Jadsom do Psirico e a bacurinha no pagodão baiano

Conheça a história do percussionista baiano que reinventou a sonoridade do instrumento criado por Carlinhos Brown.

Embora hoje pareça trivial associar a bacurinha ao pagodão baiano, seria uma ingenuidade naturalizar esse enlace. Mesmo reconhecendo que as histórias se cruzam a ponto de se confundirem, é possível notar que esse encontro é algo bem recente na história desse gênero musical. Enquanto a raiz do pagodão está no samba de roda do Recôncavo baiano, uma tradição que data de 1860, a bacurinha só surgiu no começo da década de 1990.

Tudo começou quando Carlinhos Brown resolveu montar um instrumento menor que o repinique – que mede 12 polegadas. Com apenas 8 polegadas, a bacurinha é um instrumento tocado com baquetas de silicone, que fica posicionado entre as pernas dos percussionistas (daí vem o nome) e foi criado com a proposta de acompanhar os timbais da Timbalada. Desse momento como coadjuvante ao protagonismo no swing do pagodão, desenrolaram-se experimentações que paulatinamente foram dissolvendo no tempo.

Para entender um pouco mais sobre esse processo, conversamos com Jadsom, bacurinista da banda baiana Psirico, o cara que levou o instrumento ao centro da sonoridade do pagodão e criou toda uma linguagem própria que hoje é referência até para percussionistas de outros gêneros musicais.

Em 2001, após assistir a dois ensaios do Psi (nome pelo qual o Psirico também é conhecido), Jadsom recebeu um convite de dois amigos que integravam a banda. A missão era temporária, cobrir em um único show a ausência de Serginho, percussionista responsável pela caixa malacacheta. Segundo Jadsom, a bacurinha até então não fazia parte dos instrumentos do Psirico. “O swing era todo feito em cima da caixa malacacheta, que é aquela caixa de escola de samba. Até nisso o Psirico inovou, que foi a primeira banda a usar”, explicou.

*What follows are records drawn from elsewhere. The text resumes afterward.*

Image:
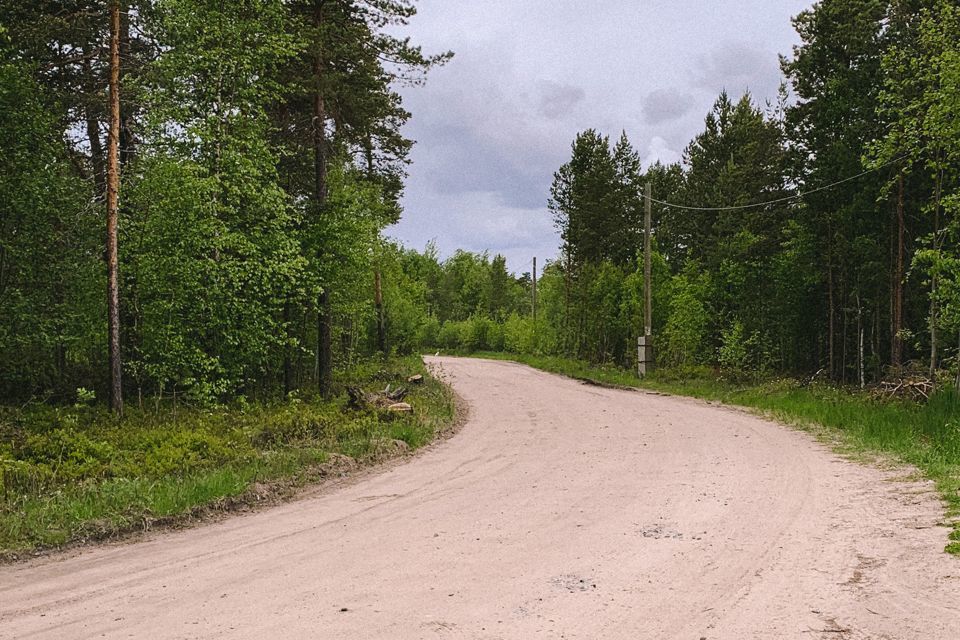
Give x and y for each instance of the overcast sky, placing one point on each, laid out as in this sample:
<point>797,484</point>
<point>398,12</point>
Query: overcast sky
<point>495,123</point>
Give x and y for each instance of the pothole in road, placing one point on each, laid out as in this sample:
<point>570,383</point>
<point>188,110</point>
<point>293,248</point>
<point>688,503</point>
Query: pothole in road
<point>573,583</point>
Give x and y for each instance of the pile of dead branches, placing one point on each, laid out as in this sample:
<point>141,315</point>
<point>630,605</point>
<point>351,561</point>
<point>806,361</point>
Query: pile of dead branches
<point>917,388</point>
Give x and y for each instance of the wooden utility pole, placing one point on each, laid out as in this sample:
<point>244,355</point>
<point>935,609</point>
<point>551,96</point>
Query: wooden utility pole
<point>645,342</point>
<point>534,294</point>
<point>378,303</point>
<point>113,206</point>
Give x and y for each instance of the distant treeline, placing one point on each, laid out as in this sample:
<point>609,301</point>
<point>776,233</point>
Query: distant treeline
<point>820,233</point>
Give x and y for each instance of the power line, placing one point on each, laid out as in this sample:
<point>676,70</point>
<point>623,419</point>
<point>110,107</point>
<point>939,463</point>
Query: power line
<point>779,200</point>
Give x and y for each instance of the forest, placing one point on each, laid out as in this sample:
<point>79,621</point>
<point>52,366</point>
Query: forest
<point>198,292</point>
<point>194,195</point>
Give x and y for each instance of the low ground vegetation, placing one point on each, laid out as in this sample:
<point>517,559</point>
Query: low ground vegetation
<point>76,473</point>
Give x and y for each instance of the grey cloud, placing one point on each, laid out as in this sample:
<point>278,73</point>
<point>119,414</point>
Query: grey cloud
<point>558,100</point>
<point>666,105</point>
<point>494,124</point>
<point>737,67</point>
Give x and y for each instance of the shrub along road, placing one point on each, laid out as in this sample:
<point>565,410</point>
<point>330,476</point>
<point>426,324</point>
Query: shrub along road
<point>559,510</point>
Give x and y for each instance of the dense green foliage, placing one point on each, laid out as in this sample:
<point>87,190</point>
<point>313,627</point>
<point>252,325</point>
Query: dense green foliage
<point>261,156</point>
<point>817,234</point>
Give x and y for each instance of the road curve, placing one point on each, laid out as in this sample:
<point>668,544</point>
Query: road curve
<point>559,511</point>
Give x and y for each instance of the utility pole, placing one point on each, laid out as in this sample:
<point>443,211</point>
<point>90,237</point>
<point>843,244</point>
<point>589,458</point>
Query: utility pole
<point>113,208</point>
<point>534,294</point>
<point>381,325</point>
<point>645,342</point>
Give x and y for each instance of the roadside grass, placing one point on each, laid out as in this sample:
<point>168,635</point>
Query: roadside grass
<point>74,474</point>
<point>926,436</point>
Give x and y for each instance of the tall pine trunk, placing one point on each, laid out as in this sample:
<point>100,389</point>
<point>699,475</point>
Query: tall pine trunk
<point>113,188</point>
<point>934,283</point>
<point>324,305</point>
<point>896,355</point>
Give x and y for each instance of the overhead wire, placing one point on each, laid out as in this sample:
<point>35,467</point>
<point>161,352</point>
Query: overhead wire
<point>795,196</point>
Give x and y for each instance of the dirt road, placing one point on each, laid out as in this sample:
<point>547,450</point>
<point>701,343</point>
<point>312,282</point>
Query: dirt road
<point>559,511</point>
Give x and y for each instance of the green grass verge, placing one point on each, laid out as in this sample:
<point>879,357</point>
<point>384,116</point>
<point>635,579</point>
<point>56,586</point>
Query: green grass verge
<point>926,436</point>
<point>72,474</point>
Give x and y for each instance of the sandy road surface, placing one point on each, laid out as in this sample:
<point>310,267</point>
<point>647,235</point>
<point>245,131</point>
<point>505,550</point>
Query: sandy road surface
<point>559,511</point>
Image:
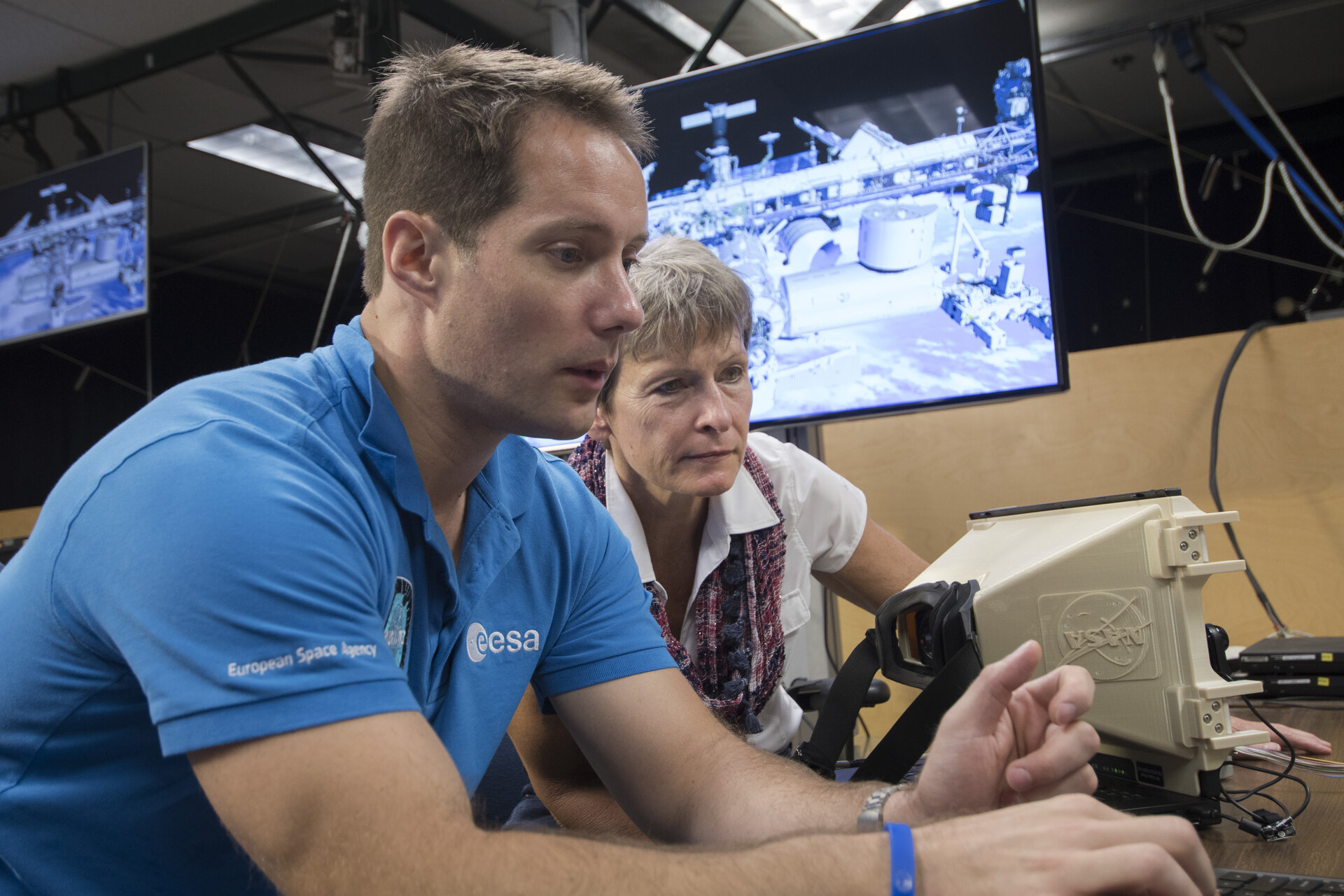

Não rapaz, você tá na banda! Você vai tocar bacurinha!

Márcio Victor (Psirico)

O músico confessou ter ficado com medo do desafio. “Caramba, véi, isso aí é o coração da banda e os caras me deram essa responsabilidade, mas falei ‘vamo lá, vamo encarar’”. Após o evento, Jadsom chamou Márcio Victor (vocalista do Psirico) num cantinho do camarim, expressou admiração pelo trabalho dele, agradeceu o convite e já pensava em se despedir quando o mesmo reagiu categoricamente: “Não rapaz, você é maluco, é? Você tá na banda! Você vai tocar bacurinha!”. A reação foi de surpresa: “Aí eu dei uma paralisada, porque não imaginei que ia entrar na banda”, relatou o percussionista.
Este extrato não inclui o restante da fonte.